Friday, May 20, 2016

Learning The Long Way Around

So, here's a thing to know about me: I'm not a quitter.

This is good sometimes. I've got a college degree that required three passes at Calculus 1 to get (but I finally finished that useless, completely unhelpful goddamn requirement), I've got looots of martial arts experience despite numerous lacerations, severed tendons and broken bones over the years, I stuck out two years in the Peace Corps in Togo (admittedly, with a couple of getaways) and, oh yeah, I've written some things as well. I firmly believe that persistence is key to accomplishing a lot in life.

Sometimes, though, I screw myself over by not knowing when to quit. Like when I keep backpacking even though I've got that telltale pinch in my foot, and then walk until I'm bloody. Or when I keep participating in something that's no more than rote tediousness because, well, I haven't finished it yet (Girl Scouts, oh my god. I was much better at Explorer Scouts, where I could do more outdoorsy stuff). Or, when I'm writing something and I'm not feeling it, and I'm not liking it, and I'm not having any fun but I keep on going because, well, I determined that this was the thing to be working on right now. It's on my schedule. I highlighted that bad boy. It's time to Do This Thing even though I already know I'm not going to like the way it turns out. Or, if I finally throw in the towel, I do so with a great sense of personal failure, like, "Wow, you couldn't even meet this goal. You suck, babe. Say it with me: you SUCK."

Something I recently realized about myself thanks to a friend's observation: I tend to do better when I'm writing something with humor. It doesn't have to be a comedy, but there needs to be a certain lightness to it that I can latch onto and run with. It makes the writing more enjoyable for me and, judging by reception, it makes the reading more enjoyable for whoever picks the book up. I haven't yet mastered the art of angst, or the sort of heavy, serious reads that so many authors in the genres I enjoy excel at. I do it lighter. I need the banter, the buildup, the playtime. I just do. Or, at least right now I do, because my latest story has all sorts of potential and I'm just not feeling it because it's so fucking doom and gloom. With, y'know, a happy ending, but that isn't enough. The plot needs an overhaul. The characters need more consideration. And I just need to move on to something else.

Example: if any of you have read Tempest, there's a part in the middle where things are suddenly really Not Okay for our main characters.
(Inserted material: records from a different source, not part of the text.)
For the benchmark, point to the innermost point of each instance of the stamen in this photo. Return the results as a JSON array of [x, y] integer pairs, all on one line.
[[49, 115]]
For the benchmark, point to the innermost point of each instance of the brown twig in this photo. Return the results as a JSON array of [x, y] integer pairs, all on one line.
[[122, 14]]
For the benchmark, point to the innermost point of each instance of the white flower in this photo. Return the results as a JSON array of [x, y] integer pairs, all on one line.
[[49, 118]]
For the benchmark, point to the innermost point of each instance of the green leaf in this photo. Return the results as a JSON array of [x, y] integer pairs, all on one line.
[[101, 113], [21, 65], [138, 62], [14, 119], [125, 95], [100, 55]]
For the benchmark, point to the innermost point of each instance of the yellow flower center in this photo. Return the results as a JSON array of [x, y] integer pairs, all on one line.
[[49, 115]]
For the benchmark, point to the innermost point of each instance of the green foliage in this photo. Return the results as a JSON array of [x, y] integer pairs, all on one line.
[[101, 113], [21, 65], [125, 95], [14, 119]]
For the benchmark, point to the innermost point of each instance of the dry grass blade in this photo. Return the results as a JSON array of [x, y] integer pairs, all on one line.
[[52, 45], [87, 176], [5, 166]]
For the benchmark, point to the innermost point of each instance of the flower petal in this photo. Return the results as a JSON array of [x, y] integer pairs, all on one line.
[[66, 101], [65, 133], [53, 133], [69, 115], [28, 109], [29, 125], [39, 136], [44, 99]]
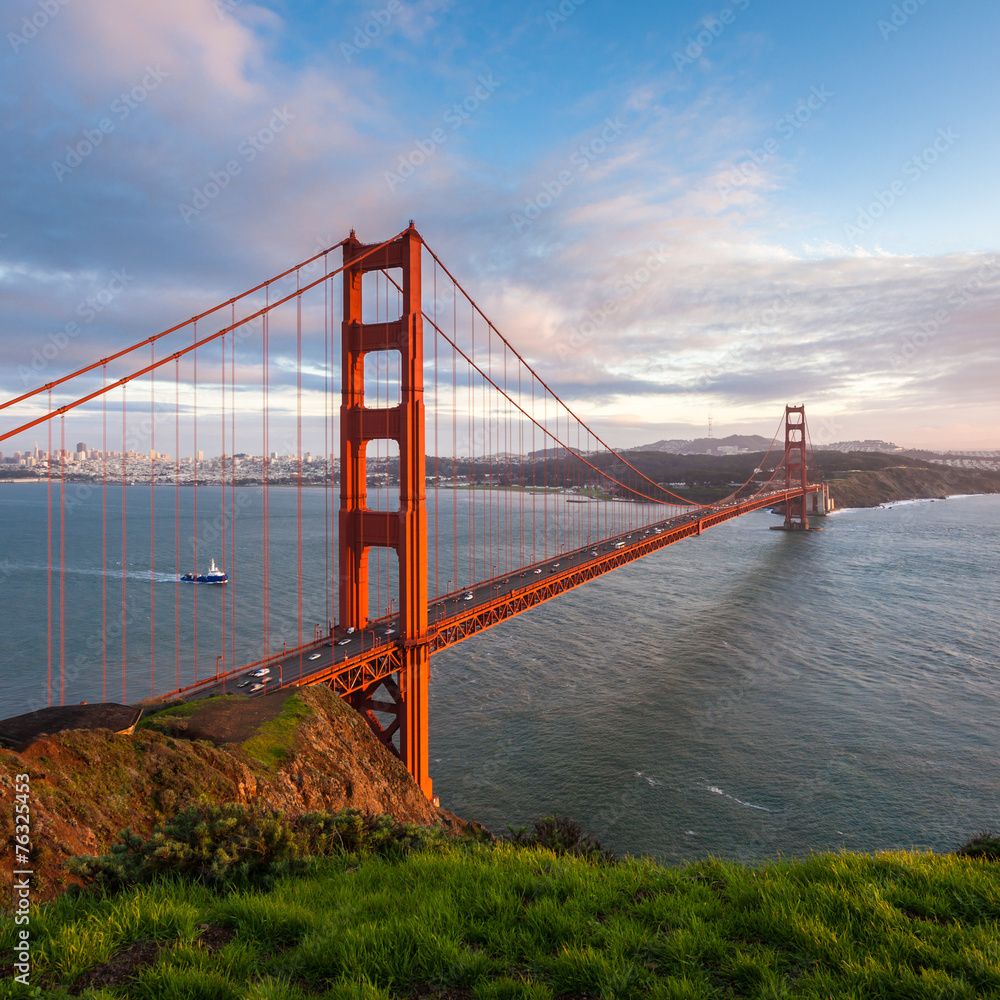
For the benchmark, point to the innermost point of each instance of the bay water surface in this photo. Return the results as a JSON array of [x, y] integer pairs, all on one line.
[[748, 693]]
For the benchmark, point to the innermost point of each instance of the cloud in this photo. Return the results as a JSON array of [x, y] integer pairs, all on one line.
[[736, 316]]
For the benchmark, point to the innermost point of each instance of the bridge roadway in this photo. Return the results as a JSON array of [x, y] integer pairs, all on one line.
[[349, 662]]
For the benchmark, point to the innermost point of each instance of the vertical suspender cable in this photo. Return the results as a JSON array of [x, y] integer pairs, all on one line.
[[298, 476], [124, 537], [232, 496], [62, 559], [104, 538], [177, 522], [194, 502], [222, 497], [152, 524], [48, 561]]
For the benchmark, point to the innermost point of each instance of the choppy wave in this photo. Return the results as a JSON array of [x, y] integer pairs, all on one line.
[[748, 805]]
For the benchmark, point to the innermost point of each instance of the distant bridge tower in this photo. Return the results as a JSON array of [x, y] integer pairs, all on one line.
[[796, 518], [404, 529]]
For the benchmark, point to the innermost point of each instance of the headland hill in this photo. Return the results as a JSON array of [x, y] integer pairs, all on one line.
[[274, 849], [858, 473]]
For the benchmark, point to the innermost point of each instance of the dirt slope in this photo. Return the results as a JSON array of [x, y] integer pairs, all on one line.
[[869, 489], [303, 752]]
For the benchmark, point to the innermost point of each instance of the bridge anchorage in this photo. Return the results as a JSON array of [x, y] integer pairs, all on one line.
[[528, 504]]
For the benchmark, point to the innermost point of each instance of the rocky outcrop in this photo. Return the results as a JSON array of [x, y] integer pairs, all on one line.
[[870, 489], [308, 752]]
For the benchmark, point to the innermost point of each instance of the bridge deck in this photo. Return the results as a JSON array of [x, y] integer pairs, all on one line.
[[351, 662]]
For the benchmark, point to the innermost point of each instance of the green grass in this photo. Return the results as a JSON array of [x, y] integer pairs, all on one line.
[[182, 710], [507, 923], [270, 744]]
Everything before that I wrote in three weeks (the fastest I've ever written in my life). Once I got there? I had to put the book away. For almost a year. Yeah. And then I went back to it, and it was fine, and I think it turned out pretty well!

I'm trying to get a handle on the fact that it isn't quitting to set something aside, or even scrap it entirely. It's okay. This current story doesn't have a due date; it's a thing I want to try, but I'm not there right now. Maybe I will be in a month. Maybe a year. Maybe not at all. Letting it go for now is infinitely better than pile-driving my way through a story that I'm only going to be unhappy with, though. And I kind of hate that I have to, but I'm trying to learn to be a little nicer to myself, so: "Cari. You don't suck, and you're not a failure for shelving that project. Pick something else up and run with it. It's okay."

I don't quite feel that way yet, but it's a goal, and hey, I'm not a quitter.


  1. You found a way to make a post-Apocalyptic purple plague story laugh out loud funny. Humorous is something you do well. It's totally okay to embrace the lightness!

    No beating yourself up. You are awesome at what you, keep doing it. :-)

    1. I'm trying. Tryyyying...I need more humor in my life. :)

  2. Replies
    1. Mental high five, ready? One...two...three--YES!